Alright, feel free to take some time, stare at this script a little bit more, digest what's going on, but, if you're ready, let's move on and actually run this beast. So, to do so, you can't just run it directly from Canopy. We're going to go to the Tools menu and open up a Canopy Command Prompt, and this just opens up a Windows command prompt with all the necessary environment variables in place for running Python scripts in Canopy. Make sure that the working directory is the directory that you installed all of the course materials into.
All we need to do is call spark-submit, so this is a script that lets you run Spark scripts from Python, and then the name of the script, SparkDecisionTree.py. That's all I have to do.
spark-submit SparkDecisionTree.py
Hit Return, and off it will go. Again, if I were doing this on a cluster and I created my SparkConf accordingly, this would actually get distributed to the entire cluster, but, for now, we're just going to run it on my computer.
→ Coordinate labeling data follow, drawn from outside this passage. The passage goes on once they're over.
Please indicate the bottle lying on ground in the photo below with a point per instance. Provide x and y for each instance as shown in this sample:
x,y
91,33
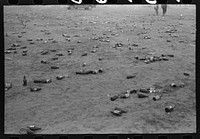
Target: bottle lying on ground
x,y
114,97
33,128
8,86
43,81
142,95
157,97
169,108
60,77
24,81
35,89
118,111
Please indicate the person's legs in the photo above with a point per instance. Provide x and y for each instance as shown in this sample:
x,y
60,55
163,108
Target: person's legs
x,y
156,9
164,8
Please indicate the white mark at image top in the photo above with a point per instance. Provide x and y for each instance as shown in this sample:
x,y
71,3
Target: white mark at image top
x,y
153,1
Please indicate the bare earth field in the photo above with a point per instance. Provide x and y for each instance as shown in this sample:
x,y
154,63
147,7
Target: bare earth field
x,y
80,103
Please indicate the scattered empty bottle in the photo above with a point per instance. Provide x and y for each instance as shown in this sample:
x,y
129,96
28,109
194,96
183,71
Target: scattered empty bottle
x,y
43,81
24,81
54,41
100,58
144,90
24,54
100,70
32,42
131,91
130,76
35,89
7,52
60,77
173,85
84,64
118,111
84,54
33,128
44,62
157,97
142,95
25,131
113,98
186,74
93,51
8,86
54,67
125,95
169,108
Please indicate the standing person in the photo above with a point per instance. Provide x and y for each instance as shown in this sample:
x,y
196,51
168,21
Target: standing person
x,y
156,9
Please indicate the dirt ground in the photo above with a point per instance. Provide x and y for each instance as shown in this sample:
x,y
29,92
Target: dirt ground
x,y
81,103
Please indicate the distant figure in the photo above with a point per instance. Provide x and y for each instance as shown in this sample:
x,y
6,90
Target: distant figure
x,y
164,8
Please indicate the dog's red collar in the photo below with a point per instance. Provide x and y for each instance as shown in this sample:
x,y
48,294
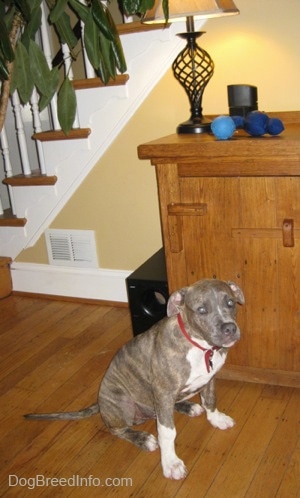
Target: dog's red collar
x,y
208,352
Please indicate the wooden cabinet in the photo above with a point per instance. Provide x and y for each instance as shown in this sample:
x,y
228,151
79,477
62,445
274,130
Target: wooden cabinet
x,y
231,210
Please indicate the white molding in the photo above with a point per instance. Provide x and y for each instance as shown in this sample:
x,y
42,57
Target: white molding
x,y
85,283
106,111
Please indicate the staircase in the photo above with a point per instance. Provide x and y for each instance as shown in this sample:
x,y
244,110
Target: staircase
x,y
102,113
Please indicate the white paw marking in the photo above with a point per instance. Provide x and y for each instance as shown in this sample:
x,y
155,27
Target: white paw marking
x,y
174,469
220,420
151,443
196,410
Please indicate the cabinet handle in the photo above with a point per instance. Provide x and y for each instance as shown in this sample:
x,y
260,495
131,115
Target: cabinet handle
x,y
187,209
175,212
288,233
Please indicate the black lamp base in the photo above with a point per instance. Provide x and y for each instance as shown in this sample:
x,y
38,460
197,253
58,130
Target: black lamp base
x,y
194,125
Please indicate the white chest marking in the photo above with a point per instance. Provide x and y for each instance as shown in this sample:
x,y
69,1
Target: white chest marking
x,y
199,376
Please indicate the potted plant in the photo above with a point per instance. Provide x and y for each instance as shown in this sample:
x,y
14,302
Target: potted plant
x,y
23,64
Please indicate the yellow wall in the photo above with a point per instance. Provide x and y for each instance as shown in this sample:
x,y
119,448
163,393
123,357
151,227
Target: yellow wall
x,y
118,199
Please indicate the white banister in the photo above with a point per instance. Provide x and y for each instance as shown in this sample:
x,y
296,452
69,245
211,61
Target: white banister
x,y
21,134
5,153
89,70
37,127
7,167
48,54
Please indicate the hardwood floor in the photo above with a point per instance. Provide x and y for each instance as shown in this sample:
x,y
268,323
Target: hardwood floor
x,y
53,355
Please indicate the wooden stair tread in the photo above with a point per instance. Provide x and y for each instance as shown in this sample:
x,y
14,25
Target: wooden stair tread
x,y
7,219
35,179
81,84
51,135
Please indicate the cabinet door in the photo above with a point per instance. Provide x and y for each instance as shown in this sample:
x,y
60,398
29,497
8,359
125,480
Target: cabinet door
x,y
241,237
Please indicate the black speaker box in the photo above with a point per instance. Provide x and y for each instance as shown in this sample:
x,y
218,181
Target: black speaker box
x,y
148,294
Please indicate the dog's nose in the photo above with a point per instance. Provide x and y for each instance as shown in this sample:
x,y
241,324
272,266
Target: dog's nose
x,y
228,328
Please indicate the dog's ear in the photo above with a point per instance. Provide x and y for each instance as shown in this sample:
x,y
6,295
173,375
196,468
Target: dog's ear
x,y
238,293
176,300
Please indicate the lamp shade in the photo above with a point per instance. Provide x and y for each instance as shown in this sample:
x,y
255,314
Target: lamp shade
x,y
199,9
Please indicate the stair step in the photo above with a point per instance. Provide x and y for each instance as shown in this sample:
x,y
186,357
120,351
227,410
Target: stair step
x,y
35,179
7,219
51,135
138,27
119,80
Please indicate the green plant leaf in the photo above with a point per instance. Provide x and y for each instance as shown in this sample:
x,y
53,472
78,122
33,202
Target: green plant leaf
x,y
101,19
3,69
91,41
107,56
58,10
116,47
44,100
32,27
131,6
39,68
65,31
34,4
9,16
80,9
25,81
146,5
5,45
66,105
102,71
24,7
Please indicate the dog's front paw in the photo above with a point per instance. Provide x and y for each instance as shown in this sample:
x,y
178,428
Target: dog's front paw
x,y
174,469
151,443
220,420
195,410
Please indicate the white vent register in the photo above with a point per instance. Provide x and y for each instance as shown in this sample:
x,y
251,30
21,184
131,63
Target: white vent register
x,y
75,248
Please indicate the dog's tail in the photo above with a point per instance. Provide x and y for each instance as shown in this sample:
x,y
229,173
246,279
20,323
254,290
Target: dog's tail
x,y
84,413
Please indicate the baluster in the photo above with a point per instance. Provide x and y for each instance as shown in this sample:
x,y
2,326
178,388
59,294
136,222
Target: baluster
x,y
7,167
69,72
21,134
48,54
37,126
89,70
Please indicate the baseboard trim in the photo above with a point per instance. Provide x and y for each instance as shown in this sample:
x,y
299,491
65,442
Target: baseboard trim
x,y
97,285
260,375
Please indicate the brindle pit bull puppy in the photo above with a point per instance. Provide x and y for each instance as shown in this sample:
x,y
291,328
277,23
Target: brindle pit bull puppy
x,y
157,371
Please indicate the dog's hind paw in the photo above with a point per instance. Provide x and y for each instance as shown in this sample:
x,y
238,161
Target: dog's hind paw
x,y
175,469
220,420
188,408
195,410
151,443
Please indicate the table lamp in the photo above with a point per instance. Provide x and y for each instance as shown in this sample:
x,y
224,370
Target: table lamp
x,y
193,66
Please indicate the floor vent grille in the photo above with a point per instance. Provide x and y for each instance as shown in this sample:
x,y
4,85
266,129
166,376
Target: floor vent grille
x,y
75,248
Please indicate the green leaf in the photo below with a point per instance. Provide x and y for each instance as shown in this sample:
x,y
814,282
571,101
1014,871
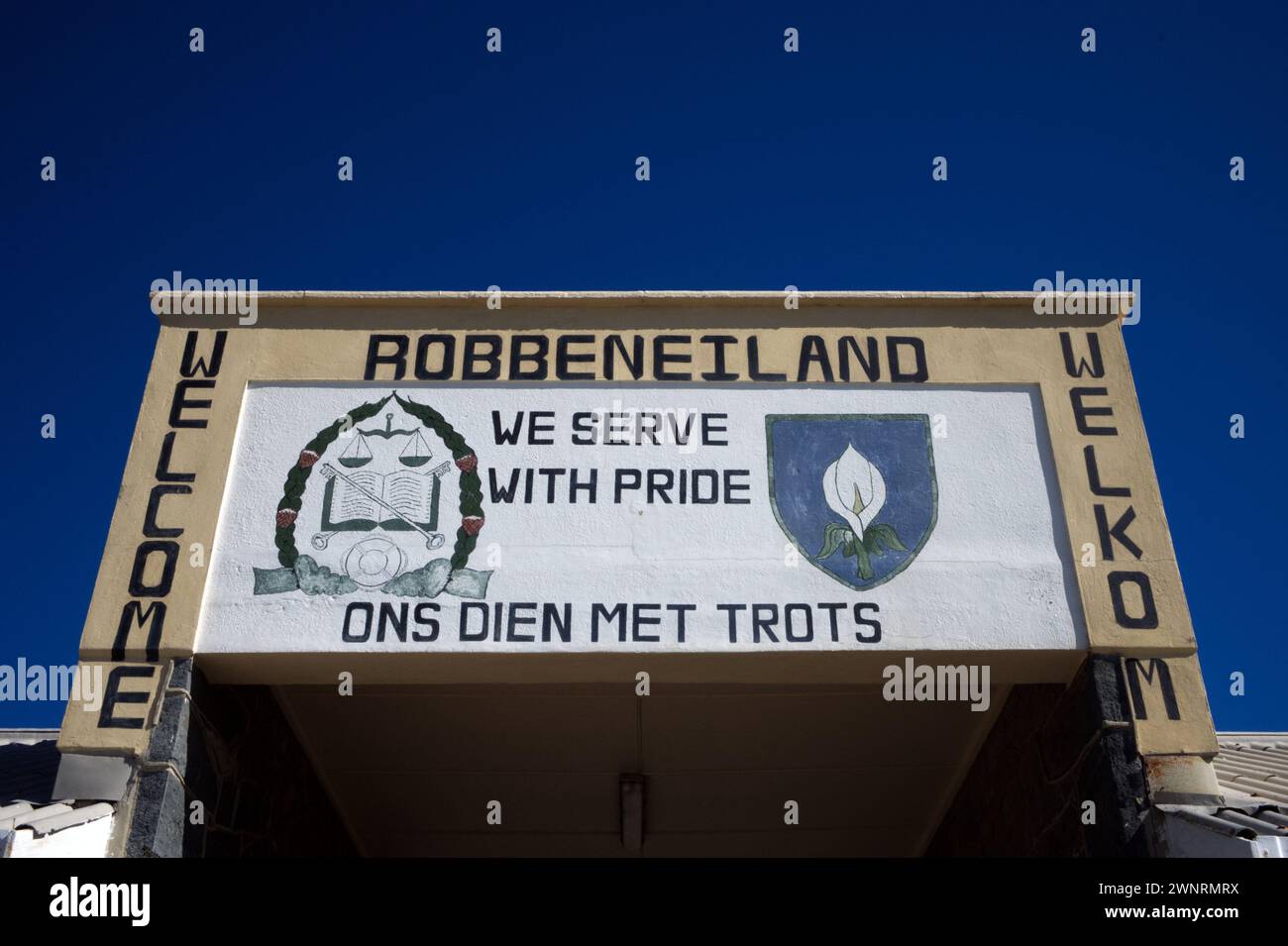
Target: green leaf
x,y
864,563
833,534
When it's finished, you should see the below output:
So, in the above image, you can see in the test person that we put in above, we have a prediction that this person would be hired, and I've also printed out the decision tree itself, so it's kind of cool. Now, let's bring up that Excel document once more so we can compare it to the output:
We can walk through this and see what it means. So, in our output decision tree we actually end up with a depth of four, with nine different nodes, and, again, if we remind ourselves what these different fields correlate to, the way to read this is: If (feature 1 in 0), so that means if the employed is No, then we drop down to feature 5. This list is zero-based, so feature 5 in our Excel document is internships. We can run through the tree like that: this person is not currently employed, did not do an internship, has no prior years of experience and has a Bachelor's degree, we would not hire this person. Then we get to the Else clauses. If that person had an advanced degree, we would hire them, just based on the data that we had that we trained it on. So, you can work out what these different feature IDs mean back to your original source data, remember, you always start counting at 0, and interpret that accordingly. Note that all the categorical features are expressed in Boolean in this list of possible categories that it saw, whereas continuous data is expressed numerically as less than or greater than relationships.
And there you have it, an actual decision tree built using Spark and MLlib that actually works and makes sense. Pretty awesome stuff.